I came across a fascinating video today called "Wind of the Spirit," which has first hand accounts of those who were present at the revival. You can watch the video by clicking here. (If that doesn't work, copy the link location and paste it in Windows Media Player in the "file" tab where it says "open url." This is what I had to do.)
Click here to listen to Duncan Campbell's account of this revival called "Revival on the Isle of Lewis."
By clicking here you can listen to many more sermons by Duncan Campbell.
This account is told in the book "Downpour" by James MacDonald:
In 1949, two elderly women prayed daily for revival in their own lives and in the Hebrides Islands of Scotland.
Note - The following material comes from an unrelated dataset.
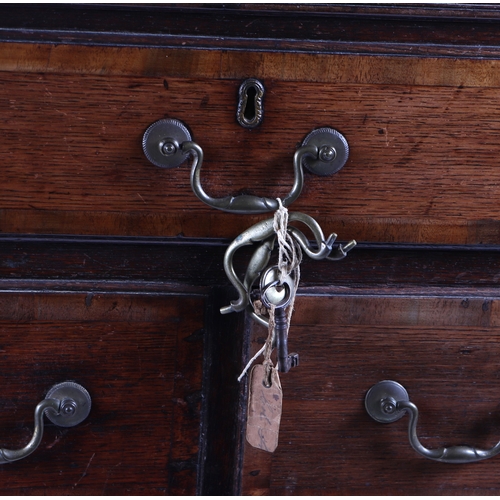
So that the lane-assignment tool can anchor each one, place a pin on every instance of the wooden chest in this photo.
(112, 269)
Faith had reached a low point in their country. They were so spiritually thirsty, they claimed God's promise, "I will pour water on the thirsty land, and streams on the dry ground (Isaiah 44:3 HCSB). They convinced their pastor that people should ask God to quicken their hearts. He and a handful of men gathered in a barn nightly for prayer for months but with no results.
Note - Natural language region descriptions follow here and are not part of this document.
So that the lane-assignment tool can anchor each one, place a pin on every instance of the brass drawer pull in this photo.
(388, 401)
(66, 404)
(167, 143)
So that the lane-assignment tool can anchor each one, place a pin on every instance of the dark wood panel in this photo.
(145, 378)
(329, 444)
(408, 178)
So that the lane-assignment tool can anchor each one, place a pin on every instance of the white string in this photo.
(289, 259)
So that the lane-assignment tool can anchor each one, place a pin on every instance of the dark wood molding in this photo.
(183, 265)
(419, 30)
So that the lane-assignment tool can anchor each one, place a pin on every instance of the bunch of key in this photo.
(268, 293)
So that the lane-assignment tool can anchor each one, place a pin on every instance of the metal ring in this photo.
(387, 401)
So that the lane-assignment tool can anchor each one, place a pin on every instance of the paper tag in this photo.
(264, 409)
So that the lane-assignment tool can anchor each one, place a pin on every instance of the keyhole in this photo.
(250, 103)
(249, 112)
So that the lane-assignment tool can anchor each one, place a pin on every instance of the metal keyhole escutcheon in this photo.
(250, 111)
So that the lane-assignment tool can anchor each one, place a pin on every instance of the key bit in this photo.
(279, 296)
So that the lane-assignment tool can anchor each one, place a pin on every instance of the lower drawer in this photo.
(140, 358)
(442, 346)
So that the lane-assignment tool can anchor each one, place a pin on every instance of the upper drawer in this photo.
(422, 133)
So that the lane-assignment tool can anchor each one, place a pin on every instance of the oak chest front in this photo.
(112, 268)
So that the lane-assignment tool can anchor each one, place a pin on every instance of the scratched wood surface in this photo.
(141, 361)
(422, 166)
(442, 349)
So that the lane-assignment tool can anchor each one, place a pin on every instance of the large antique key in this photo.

Then one day, early in the morning hours, a young man read Psalm 24:3-5: "Who may ascend the mountain of the Lord? Who may stand in His holy place? The one who has clean hands and a pure heart, who has not set his mind on what is false, and who has not sworn deceitfully. He will receive blessing from the Lord, and righteousness form the God of his salvation." (HCSB)
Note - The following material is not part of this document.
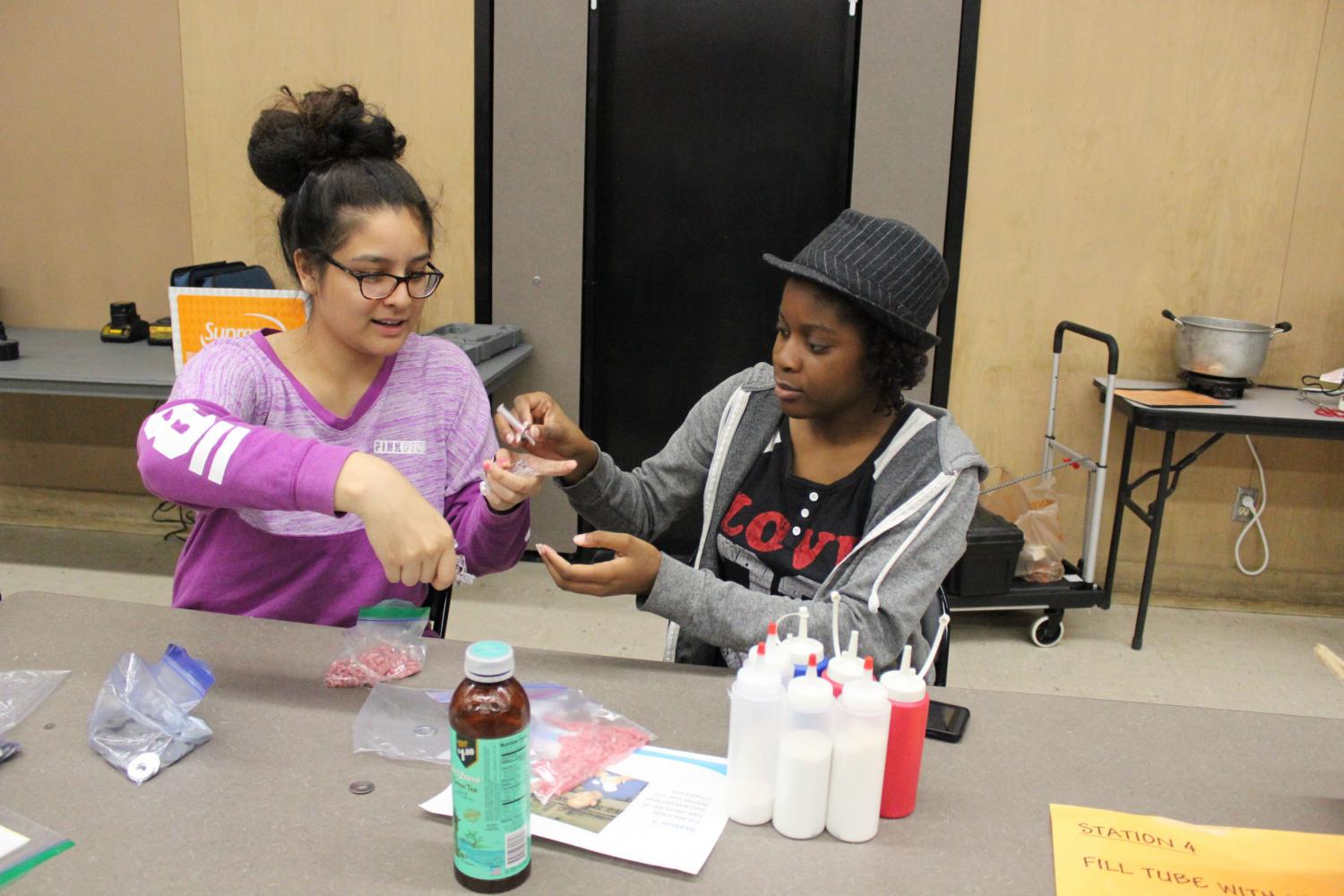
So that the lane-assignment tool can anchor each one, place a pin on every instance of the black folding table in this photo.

Speaking in his native Gaelic, the young man said: "Brethren, it seems to me just sentimental humbug to be praying as we are praying, to be waiting as we are waiting, if we ourselves are not rightly related to God." Then he asked the Lord, "Are my hands clean, is my heart pure?" HE and his fellow intercessors fell on their faces in that barn, and their lives were revived as they got their hands and hearts clean before the Lord.
Duncan Campbell, an itinerant minister, was invited to lead a series of services in their town. By Sunday of the first week, the whole island was filled with a God-consciousness. Churches were filled to overflowing. Groups and crowds met in the fields and by the roadside to get right with God. Youth left a dance at midnight to go to church. People who couldn't sleep came to church in the middle of the night to get right with God. In one Scottish community, not a home was left without someone coming to Christ.